IATA's latest analysis of premium travel shows continuing improvement from the drastic declines carriers posted earlier this year.
Premium travel declined 9.3% year-over-year in October compared with a 14% drop in September. The association says intra-Europe remained one of the weakest markets for premium travel as traffic fell 17.9% year-over-year.
Premium traffic on transatlantic markets fell 5.8% and 12.1% in long-haul Pacific markets, says IATA, which is a modest improvement from low points posted in June.

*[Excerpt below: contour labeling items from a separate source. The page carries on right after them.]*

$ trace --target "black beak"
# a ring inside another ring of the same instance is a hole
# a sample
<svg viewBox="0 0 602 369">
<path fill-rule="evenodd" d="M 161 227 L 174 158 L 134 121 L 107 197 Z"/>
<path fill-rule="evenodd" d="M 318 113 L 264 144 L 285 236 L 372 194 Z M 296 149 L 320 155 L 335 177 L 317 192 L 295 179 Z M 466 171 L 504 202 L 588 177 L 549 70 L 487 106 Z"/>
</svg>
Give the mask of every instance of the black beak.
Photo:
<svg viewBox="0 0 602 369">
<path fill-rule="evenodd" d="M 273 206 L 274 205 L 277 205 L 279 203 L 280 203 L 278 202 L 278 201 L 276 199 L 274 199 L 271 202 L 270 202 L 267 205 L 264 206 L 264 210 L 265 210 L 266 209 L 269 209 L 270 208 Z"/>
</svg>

The premium markets that posted positive growth in October were the linked to the Middle East, "mostly reflecting traffic being connected over Middle Eastern hubs," says IATA. Markets from the Middle East to Africa, Europe and the southwestern Pacific all posted positive year-over-year growth in October, with markets between the Middle East and southwestern Pacific showing the largest increase at 14.9%.
"A stronger rise in world trade in recent months appears to be associated with a modest rise in business travel," the association explains.
Economy traffic also improved year-over-year in October, increasing 0.2% versus a 0.6% drop in September.
IATA does caution that year-over-year comparisons are now being distorted since the large fall-off in travel began in September of 2008, but also says nonetheless there was a rise in traffic from September to October.
Citing a recent drop in consumer confidence in Japan and the US stemming largely from the rise in unemployment and continued job losses, IATA says the shaky confidence and the need to repay debt could restrict the pace of expansion in economy travel during the next year.
Carriers have also seen an improvement in weak passenger yields during recent months as load factors have risen amid sustained capacity cuts. But IATA warns that lower aircraft utilization could offset recent declines in aircraft leasing and ownership costs, and also represents capacity that could "easily return to the market and exert renewed downward pressure on yields".
IATA recently revised its profitability forecast for the industry from collective losses of $3.8 billion in 2010 to $5.6 billion.